Un bouchon de champagne sur le torrent khmer

SM Norodom Sihanouk
Le cercueil du roi-père des Khmers est arrivé ce matin à Phnom Penh. Son prénom, de Sihahanu signifiant "gueule de lion", était son étendard. Comme le racontait le bon docteur Blaggi qui fut son "agent" dans la Chinatown parisienne, il détestait qu'on tue le lion dans ses parties de chasse et fit un jour des remontrances appuyées à celui qui l'avait sauvé d'un tigre. Choisi par le gouverneur-général Decoux dans la pépinière royale pour succéder à son grand-père, il ceint la couronne à dix-huit ans, à peine sorti du lycée Chasseloup-Laubat de Saigon (il n'y avait pas d'établissement de second cycle à Phnom-Penh). C'était largement trop jeune pour gouverner mais ce n'était pas ce que lui demandait la puissance coloniale. Débutant son règne en 1941, il montrera tout le long de sa vie une incroyable plasticité face aux évènements, toujours tragiques, que subit son royaume ; roi, prince-héritier en hommage à son père, régent de la reine-mère, premier ministre, président, roi à nouveau... il abdiqua enfin quand la bise de l'âge fut venue pour devenir "roi-père", laissant bien des observateurs dans la perplexité (voir les métamorphoses du Dieu-roi dans la Wikipedia).
Norodom Sihanouk fonda avec Senghor, Bourguiba et Diori la Francophonie en 1970 en créant à Niamey l'Agence de coopération culturelle et technique (ACCT).

Son successeur
François Chalais, grand reporter à l'ORTF, qui le connaissait bien nous raconte dans Les Chocolats de l'entracte sa dernière rencontre à Paris : « Malgré sa quarantaine à peine entamée, il paraissait très fatigué. Découragé, même. Il disait alors que, si on ne voulait plus de lui, il partirait. Qu'il voulait surtout éviter ce dont il avait le plus horreur : la guerre civile et le sang innocent répandu. Plusieurs fois, devant l'Assemblée nationale, il avait offert sa démission. Chaque fois, cette espèce de deuil que l'on pouvait lire dans les yeux de son peuple avait retenu sa décision. Alors, il souriait de nouveau, retardant ce séjour en France, dans une clinique de Grasse, qui était indispensable à sa santé.
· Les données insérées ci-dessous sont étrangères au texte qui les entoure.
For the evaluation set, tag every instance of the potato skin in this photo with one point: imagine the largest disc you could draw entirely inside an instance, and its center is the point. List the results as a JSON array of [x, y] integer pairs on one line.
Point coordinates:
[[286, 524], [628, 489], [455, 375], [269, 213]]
C'est parce qu'il se sera attardé, une dernière fois, un peu plus longtemps que de coutume, dans ce refuge si souvent remis à des temps qu'il croyait meilleurs, que ses conseillers et des députés (pratiquement tous nommés par lui et en apparence à sa dévotion) ont organisé la rébellion. S'il avait été à Phnom Penh, ils n'en auraient jamais eu la hardiesse.»

Si son inclination pour un marxisme rural à la chinoise fait peu de doute, on cherche encore l'idée directrice personnelle dans sa "politique" à partir du moment où il obtint le retrait du protectorat le 17 octobre 1953. Sa vision oudinique du pouvoir ne lui permit de rien construire dans la durée à Phnom-Penh, mais on lui accordera que personne à l'époque dans la région ne fit mieux.
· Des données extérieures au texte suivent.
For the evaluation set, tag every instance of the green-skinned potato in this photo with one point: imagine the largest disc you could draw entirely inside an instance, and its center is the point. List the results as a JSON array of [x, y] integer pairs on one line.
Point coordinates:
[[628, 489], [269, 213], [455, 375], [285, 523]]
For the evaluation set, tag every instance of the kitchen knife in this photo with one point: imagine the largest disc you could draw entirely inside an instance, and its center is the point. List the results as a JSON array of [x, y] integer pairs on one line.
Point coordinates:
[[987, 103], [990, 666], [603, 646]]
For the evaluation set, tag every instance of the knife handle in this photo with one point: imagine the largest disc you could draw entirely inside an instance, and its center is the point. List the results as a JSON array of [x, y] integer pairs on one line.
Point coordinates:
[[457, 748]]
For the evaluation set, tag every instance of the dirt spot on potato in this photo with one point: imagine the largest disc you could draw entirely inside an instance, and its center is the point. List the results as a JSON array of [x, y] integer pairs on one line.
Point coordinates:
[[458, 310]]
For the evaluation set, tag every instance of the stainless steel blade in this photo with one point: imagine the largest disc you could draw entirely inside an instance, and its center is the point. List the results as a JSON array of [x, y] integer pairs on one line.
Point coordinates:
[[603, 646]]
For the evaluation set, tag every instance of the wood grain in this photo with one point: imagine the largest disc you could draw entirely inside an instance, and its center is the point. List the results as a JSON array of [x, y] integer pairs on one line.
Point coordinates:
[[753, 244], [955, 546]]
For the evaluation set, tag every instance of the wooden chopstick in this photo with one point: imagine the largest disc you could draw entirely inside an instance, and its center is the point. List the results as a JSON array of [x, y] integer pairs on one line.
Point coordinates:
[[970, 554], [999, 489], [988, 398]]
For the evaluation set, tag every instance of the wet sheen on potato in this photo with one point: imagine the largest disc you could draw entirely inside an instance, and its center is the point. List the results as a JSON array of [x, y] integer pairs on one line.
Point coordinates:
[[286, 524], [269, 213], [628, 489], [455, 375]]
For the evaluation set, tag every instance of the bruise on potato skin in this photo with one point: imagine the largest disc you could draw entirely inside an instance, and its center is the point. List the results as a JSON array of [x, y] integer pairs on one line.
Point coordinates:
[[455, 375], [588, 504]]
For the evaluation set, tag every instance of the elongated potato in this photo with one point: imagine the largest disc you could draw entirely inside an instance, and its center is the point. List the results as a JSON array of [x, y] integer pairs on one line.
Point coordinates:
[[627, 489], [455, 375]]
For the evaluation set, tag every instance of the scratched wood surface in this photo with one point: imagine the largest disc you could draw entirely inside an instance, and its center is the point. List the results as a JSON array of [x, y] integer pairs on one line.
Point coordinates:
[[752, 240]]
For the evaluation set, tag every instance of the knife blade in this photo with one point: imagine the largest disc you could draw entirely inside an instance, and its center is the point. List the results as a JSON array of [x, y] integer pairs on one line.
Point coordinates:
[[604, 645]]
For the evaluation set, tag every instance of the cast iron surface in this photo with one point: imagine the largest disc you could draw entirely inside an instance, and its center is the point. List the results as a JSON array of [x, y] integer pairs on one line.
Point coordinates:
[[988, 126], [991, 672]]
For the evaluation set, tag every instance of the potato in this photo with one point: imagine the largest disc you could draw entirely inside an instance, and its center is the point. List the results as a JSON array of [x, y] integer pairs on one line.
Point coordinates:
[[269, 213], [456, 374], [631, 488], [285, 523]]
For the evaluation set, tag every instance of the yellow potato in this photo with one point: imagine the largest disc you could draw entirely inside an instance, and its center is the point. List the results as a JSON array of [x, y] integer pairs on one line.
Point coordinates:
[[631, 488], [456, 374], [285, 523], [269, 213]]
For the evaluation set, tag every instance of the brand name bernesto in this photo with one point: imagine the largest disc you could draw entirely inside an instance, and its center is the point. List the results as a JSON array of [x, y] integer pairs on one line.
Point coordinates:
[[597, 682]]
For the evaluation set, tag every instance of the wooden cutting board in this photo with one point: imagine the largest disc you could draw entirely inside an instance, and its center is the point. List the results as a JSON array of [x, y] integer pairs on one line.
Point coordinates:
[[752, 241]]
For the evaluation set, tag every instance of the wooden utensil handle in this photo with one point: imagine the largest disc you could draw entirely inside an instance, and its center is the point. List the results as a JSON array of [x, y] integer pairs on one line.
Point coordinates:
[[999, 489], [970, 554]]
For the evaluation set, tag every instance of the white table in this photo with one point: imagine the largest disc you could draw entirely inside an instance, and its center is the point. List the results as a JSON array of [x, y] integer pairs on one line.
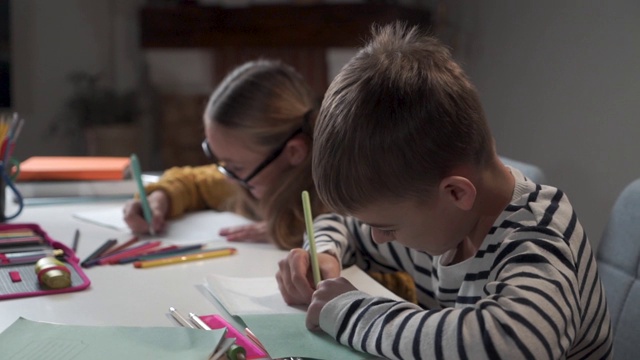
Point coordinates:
[[124, 296]]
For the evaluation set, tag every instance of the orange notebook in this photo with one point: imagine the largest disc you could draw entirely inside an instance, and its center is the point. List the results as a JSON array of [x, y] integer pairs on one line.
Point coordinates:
[[74, 168]]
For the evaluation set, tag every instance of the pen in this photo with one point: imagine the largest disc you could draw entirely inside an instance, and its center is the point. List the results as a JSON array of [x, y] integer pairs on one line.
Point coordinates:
[[179, 318], [198, 322], [183, 258], [27, 257], [146, 209], [122, 246], [99, 251], [76, 238], [255, 339], [114, 257], [165, 252], [308, 219]]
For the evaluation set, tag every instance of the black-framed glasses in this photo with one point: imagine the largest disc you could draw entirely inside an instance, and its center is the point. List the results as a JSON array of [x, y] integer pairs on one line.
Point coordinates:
[[245, 182]]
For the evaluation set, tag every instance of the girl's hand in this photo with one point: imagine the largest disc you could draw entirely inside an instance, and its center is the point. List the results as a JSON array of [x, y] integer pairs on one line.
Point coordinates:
[[256, 232], [327, 290], [133, 215]]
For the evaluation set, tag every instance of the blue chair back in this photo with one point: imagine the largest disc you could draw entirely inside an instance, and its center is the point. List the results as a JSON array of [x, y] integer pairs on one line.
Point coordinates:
[[618, 258]]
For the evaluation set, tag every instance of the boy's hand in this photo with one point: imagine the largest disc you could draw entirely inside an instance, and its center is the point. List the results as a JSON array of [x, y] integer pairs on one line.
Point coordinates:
[[253, 232], [327, 290], [295, 279], [133, 216]]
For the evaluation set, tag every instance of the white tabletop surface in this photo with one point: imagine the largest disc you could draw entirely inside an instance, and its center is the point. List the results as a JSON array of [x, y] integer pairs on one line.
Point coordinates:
[[125, 296]]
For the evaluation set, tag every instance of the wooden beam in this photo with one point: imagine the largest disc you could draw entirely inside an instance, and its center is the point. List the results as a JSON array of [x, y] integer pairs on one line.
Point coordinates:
[[321, 25]]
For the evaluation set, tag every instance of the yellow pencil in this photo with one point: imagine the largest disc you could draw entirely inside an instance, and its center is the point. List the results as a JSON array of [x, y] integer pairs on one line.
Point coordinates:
[[183, 258]]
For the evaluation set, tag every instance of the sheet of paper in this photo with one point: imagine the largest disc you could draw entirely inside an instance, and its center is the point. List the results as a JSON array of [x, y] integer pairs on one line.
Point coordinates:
[[292, 338], [260, 295], [199, 226], [256, 295], [26, 339]]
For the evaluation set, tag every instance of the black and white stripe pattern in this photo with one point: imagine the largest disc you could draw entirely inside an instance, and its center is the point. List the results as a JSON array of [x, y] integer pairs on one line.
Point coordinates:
[[532, 291]]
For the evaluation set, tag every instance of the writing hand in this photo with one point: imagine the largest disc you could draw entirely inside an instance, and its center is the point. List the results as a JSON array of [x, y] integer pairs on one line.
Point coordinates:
[[327, 290], [295, 279]]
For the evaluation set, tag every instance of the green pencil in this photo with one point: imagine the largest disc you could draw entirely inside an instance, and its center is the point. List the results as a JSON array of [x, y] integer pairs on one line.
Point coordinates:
[[137, 175], [308, 220]]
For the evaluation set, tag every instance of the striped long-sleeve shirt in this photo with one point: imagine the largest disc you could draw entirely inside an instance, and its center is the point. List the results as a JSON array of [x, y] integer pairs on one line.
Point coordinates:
[[531, 291]]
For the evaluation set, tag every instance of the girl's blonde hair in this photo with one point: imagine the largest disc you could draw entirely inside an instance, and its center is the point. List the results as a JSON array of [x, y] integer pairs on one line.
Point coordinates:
[[268, 101]]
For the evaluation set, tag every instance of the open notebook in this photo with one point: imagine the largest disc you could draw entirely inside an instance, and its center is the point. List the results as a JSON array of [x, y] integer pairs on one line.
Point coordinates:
[[26, 339], [280, 327]]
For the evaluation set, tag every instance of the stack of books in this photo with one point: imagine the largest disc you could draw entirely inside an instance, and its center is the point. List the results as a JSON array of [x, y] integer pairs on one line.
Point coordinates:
[[49, 178]]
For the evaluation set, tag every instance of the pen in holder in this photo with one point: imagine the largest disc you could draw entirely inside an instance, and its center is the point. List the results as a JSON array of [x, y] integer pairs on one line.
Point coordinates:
[[7, 176]]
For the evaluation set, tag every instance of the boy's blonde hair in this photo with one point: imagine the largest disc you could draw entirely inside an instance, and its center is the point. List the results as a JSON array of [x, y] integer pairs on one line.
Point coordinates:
[[396, 120], [268, 101]]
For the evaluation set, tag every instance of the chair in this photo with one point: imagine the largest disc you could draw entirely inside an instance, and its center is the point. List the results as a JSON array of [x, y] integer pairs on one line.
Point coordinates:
[[619, 267], [533, 172]]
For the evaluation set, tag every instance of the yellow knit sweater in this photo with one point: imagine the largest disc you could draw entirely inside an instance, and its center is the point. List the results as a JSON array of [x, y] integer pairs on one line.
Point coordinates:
[[194, 188], [204, 187]]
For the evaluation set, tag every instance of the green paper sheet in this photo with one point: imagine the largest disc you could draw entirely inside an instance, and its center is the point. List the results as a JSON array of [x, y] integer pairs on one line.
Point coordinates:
[[26, 339], [286, 335]]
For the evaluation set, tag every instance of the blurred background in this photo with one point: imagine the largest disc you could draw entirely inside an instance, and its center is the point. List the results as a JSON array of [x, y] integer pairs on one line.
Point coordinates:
[[560, 80]]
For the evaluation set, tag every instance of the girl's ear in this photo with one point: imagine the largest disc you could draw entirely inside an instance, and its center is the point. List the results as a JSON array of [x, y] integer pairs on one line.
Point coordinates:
[[460, 191], [297, 150]]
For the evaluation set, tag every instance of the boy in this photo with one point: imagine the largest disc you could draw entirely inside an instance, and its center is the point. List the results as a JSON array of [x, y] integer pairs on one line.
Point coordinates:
[[502, 266]]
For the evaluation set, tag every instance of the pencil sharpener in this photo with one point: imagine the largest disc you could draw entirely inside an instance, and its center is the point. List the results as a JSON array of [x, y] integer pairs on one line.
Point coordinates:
[[53, 273]]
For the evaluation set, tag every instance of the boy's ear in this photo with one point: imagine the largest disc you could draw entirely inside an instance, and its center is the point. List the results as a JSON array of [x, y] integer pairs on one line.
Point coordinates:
[[296, 150], [460, 191]]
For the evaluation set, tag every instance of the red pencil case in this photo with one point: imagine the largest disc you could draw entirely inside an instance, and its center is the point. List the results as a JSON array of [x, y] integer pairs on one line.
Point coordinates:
[[20, 280]]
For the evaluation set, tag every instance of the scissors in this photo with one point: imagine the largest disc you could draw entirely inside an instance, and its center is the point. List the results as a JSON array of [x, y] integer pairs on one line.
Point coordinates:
[[7, 179]]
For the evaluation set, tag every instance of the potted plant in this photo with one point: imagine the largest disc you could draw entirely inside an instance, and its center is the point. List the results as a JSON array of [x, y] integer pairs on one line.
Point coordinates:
[[104, 118]]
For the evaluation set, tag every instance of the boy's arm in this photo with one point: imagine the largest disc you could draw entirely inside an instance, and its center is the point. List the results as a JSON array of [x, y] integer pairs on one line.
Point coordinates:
[[521, 313], [193, 188]]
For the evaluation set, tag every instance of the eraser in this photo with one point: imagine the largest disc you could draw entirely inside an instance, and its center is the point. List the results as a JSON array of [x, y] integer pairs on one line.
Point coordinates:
[[253, 351]]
Profitant de la vie comme un satrape - il prit sept épouses qui lui donnèrent quatorze enfants - il sera sans surprise chassé du pouvoir pendant la guerre américaine par un général de son entourage réputé efficace, Lon Nol, un homme à poigne, bon administrateur formé par les Français, mais... malade ! L'irrésolution du commanditaire yankee ruinera le pays !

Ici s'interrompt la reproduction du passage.